Pictured above is a 5’6″ Freeline Design winged twin fin shaped and signed by John Mel. I think the board was probably shaped in the 70s. I also suspect it was originally intended as a kneeboard. I’ve seen a few early Freeline ads that specifically mention how Mel shaped surfboards and kneeboards. For me, at least, the line between a vintage fish and a kneeboard is a blurry one, so take my terminology with a grain of salt.
This is just a lovely little stick. It’s not in the best condition but I love seeing these older fish. I’d be curious to hear the story of how the fish, which was created in San Diego, made its way up the California coast. From what I can tell, there were only a handful of non-San Diego shapers experimenting with fish designs during the 70s (assuming this board was shaped then, anyway.) Off the top of my head, I’ve seen some vintage Steve Brom fishes, and I’m sure there are many more names I’m missing, but it’s an area I’d love to research some more.
I also love the older Freeline Design logo, as seen above. I think it’s got a nice little abstract thing going on, especially given the colors. It’s purely aesthetic, but this Freeline Design twin fin is a great illustration of what I like about older boards that have going through the aging process. If I could wave a magic wand and fix all the dings in the bottom I totally would, but there’s something very cool about how the colors have faded over time.

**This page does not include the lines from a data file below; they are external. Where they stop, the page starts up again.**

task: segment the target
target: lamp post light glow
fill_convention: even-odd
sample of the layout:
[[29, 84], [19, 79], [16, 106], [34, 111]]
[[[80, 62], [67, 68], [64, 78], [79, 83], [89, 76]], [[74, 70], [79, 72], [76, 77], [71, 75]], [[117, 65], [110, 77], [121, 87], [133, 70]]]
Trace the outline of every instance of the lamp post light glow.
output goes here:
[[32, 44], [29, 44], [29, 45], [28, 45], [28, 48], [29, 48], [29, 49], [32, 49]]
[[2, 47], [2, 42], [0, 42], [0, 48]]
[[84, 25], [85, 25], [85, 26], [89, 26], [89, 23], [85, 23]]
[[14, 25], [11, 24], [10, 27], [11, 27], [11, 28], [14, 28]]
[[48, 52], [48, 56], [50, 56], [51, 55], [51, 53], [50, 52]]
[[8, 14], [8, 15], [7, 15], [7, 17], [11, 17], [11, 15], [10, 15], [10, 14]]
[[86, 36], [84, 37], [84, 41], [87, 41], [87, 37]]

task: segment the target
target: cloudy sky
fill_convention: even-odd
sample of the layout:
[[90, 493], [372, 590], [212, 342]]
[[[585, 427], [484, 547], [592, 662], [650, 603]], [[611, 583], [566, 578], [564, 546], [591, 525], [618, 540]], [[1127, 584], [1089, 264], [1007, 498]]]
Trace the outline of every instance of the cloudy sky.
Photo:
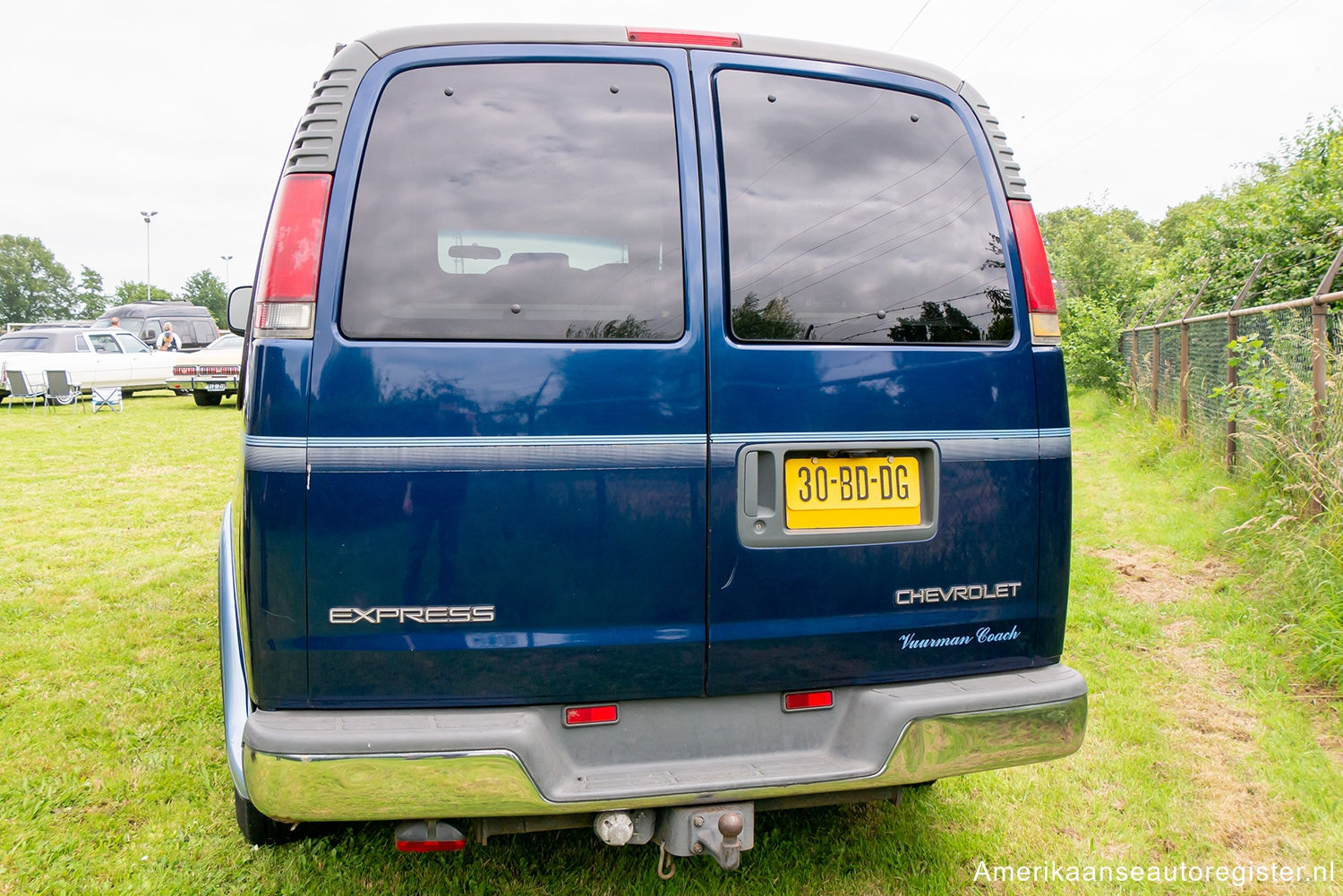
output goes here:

Last but not least the board is being offered at a mere $120. Here’s the Craigslist post. It’s located in Ventura, California. The board definitely needs some work just to get water tight, and this might be a project best suited for someone who either can do the repairs themselves, or doesn’t mind throwing a ton of cash at fixing it up, assuming you even have access to an unusually open minded ding repair guy. Anyway, this Freeline Design John Mel twin fin is a rad board, and I hope you dig these little relics from California surf history as much as I do.